Une décision inique et arbitraire

Suspension de la JSK par la CAF
Une décision inique et arbitraireLa Confédération africaine de football (CAF) a lourdement sanctionné la JS Kabylie : deux ans de suspension de toutes les compétitions organisées par cette instance continentale.

C’est une décision inique, arbitraire et contraire aux principes qui régissent le fonctionnement d’une association nationale. Elle n’est inscrite dans aucun registre réglementaire et disciplinaire de la CAF qui, dans le cas présent, s’est substituée à la Fédération algérienne de football (FAF) et à la Ligue de football professionnel (LFP) qui sont les seules habilitées à prononcer des sanctions disciplinaires contre des clubs algériens dans des affaires de discipline interne. Aucun texte ni article de ses statuts et règlements ne permet à la Confédération de sanctionner un club en dehors de faits qui se sont produits dans le cadre d’une compétition interne.

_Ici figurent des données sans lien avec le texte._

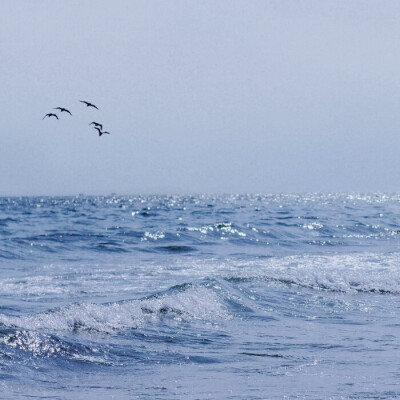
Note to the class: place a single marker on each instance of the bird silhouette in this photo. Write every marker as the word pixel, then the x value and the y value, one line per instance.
pixel 62 109
pixel 96 124
pixel 88 104
pixel 100 132
pixel 50 115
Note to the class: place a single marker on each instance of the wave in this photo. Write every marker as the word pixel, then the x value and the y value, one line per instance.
pixel 359 273
pixel 184 303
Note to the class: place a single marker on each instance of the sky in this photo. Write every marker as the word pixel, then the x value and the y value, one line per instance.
pixel 227 96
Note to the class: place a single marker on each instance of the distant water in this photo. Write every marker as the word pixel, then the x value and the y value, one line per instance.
pixel 200 297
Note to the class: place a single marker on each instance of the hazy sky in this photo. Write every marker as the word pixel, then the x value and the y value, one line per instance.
pixel 200 96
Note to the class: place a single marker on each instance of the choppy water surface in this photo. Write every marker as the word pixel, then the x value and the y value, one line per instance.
pixel 195 297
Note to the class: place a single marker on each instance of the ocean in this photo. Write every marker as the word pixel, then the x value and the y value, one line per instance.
pixel 200 297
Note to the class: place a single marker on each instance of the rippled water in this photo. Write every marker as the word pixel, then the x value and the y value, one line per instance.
pixel 195 297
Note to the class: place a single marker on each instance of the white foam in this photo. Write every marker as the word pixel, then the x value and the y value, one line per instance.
pixel 346 273
pixel 193 303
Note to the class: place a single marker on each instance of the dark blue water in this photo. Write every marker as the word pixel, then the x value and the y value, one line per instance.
pixel 198 297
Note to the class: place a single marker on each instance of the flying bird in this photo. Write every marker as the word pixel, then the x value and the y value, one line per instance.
pixel 62 109
pixel 50 115
pixel 100 132
pixel 88 104
pixel 96 124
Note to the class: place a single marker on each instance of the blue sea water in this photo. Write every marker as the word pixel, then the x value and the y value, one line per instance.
pixel 200 297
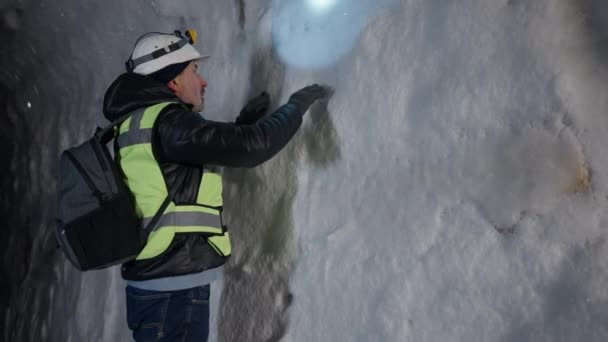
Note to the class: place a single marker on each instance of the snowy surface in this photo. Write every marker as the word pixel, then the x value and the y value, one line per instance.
pixel 453 189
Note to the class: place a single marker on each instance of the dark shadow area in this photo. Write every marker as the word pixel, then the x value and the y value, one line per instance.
pixel 594 16
pixel 256 295
pixel 320 136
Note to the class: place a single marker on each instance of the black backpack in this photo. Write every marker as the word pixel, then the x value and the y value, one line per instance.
pixel 97 226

La CAF est passée outre et a pris la lourde décision d’exclure la JSK des deux prochaines éditions des compétitions interclubs africaines. Alors que le rapport de la commission d’enquête sur la mort d’Ebossé (JSK) n’a pas encore été divulgué, pour situer la responsabilité de la JSK dans ce drame, la CAF s’est précipitée pour infliger deux ans de suspension au club. Le club algérien n’aura aucune difficulté à annuler cette décision.Il devra, d’abord, faire appel de cette sentence auprès d’un organe juridictionnel de la CAF avant de se projeter vers le Tribunal arbitral du sport (Lausanne) qui préconise que le recours vers lui intervienne après épuisement des recours.

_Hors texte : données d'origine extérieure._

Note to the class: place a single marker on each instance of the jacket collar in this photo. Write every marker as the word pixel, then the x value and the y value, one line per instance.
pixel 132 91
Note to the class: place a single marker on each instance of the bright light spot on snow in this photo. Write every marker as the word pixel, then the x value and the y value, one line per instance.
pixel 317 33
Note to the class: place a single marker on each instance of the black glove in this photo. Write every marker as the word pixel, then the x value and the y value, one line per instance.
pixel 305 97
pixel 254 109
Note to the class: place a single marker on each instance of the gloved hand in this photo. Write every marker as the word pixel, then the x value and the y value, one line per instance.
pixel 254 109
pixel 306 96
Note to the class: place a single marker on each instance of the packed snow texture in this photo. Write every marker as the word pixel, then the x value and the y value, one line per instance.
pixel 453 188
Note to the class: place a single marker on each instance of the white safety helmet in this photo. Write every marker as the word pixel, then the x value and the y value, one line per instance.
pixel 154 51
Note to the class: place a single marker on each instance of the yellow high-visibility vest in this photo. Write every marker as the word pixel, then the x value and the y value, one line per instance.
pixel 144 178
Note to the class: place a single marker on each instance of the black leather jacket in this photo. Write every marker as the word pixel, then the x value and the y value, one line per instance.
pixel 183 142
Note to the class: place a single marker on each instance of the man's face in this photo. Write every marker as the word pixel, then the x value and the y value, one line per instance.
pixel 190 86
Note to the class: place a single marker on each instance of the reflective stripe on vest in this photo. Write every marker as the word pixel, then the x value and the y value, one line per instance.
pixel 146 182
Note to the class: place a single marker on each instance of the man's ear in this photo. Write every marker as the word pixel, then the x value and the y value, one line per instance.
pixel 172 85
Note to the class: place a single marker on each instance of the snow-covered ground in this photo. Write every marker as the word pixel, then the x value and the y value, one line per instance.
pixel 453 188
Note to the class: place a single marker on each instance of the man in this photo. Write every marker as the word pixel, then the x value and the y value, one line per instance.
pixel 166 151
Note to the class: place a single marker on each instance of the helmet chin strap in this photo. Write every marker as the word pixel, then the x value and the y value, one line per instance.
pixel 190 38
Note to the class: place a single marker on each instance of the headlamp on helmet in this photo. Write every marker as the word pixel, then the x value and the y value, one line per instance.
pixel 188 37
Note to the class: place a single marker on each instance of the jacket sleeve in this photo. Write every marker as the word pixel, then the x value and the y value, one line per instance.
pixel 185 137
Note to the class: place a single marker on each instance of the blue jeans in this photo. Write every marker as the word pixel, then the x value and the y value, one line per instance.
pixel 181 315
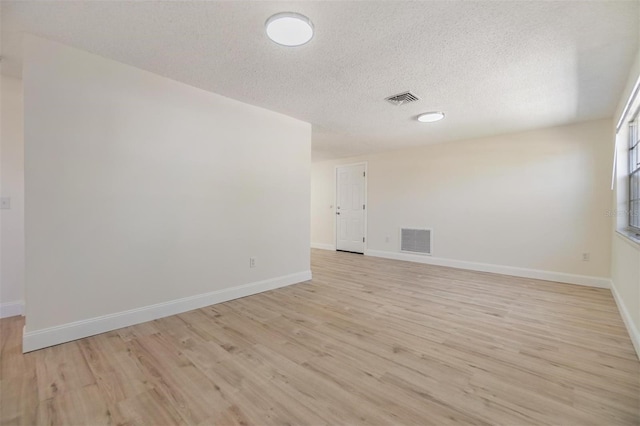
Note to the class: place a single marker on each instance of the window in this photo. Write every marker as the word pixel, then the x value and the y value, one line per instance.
pixel 634 174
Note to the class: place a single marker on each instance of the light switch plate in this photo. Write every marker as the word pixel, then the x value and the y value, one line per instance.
pixel 5 203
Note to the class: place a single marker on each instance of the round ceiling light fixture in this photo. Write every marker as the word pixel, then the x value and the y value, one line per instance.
pixel 289 29
pixel 430 117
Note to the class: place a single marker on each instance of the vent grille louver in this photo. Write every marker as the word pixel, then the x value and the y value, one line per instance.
pixel 402 98
pixel 415 240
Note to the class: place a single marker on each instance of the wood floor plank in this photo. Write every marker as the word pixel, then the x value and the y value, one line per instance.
pixel 367 341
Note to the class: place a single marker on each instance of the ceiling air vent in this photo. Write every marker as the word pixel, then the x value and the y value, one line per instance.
pixel 415 240
pixel 402 98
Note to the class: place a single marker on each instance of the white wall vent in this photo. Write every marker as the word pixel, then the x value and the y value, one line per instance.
pixel 416 240
pixel 402 98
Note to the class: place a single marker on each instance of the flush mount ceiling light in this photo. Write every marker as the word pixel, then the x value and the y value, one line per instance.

Il est quand même curieux de noter l’empressement de la CAF de suspendre la JSK dans une affaire qui concerne d’abord et avant tout les instances du football algérien. Dans deux cas plus graves encore, la Confédération n’a pas eu la célérité employée dans «l’affaire Ebossé ». Le 8 janvier 2010, le bus transportant les joueurs du Togo avait été mitraillé par des membres du Front de libération de l’enclave de Cabinda (FLEC) au moment de traverser la frontière qui sépare le Congo Brazzaville de l’Angola. Deux officiels de la délégation togolaise (le chargé de communication et l’entraîneur adjoint) ont été tués lors de l’attaque, sans compter les nombreux blessés parmi le groupe de joueurs.

La CAF n’a pris aucune sanction contre l’Angola, pays organisateur, responsable de la sécurité de ses hôtes. Pourtant, il y a eu mort d’homme. Les sévères critiques adressées par la FIFA à la CAF, responsable du tournoi, n’ont abouti à aucune sanction. Le 1er février 2011, une tragédie s’est produite au stade de Port Saïd (Egypte) à l’occasion du match Port Saïd-Ahly Le Caire. Un lourd bilan : 74 morts dans les rangs des supporters des deux clubs égyptiens. Ni Port Saïd et encore moins El Ahly du Caire n’ont été suspendus par la CAF.
La lutte contre la violence dans les stades est l’affaire de tous. Mais elle ne doit en aucun cas servir d’alibi pour régler des comptes, comme vient de le faire la CAF avec la JS Kabylie.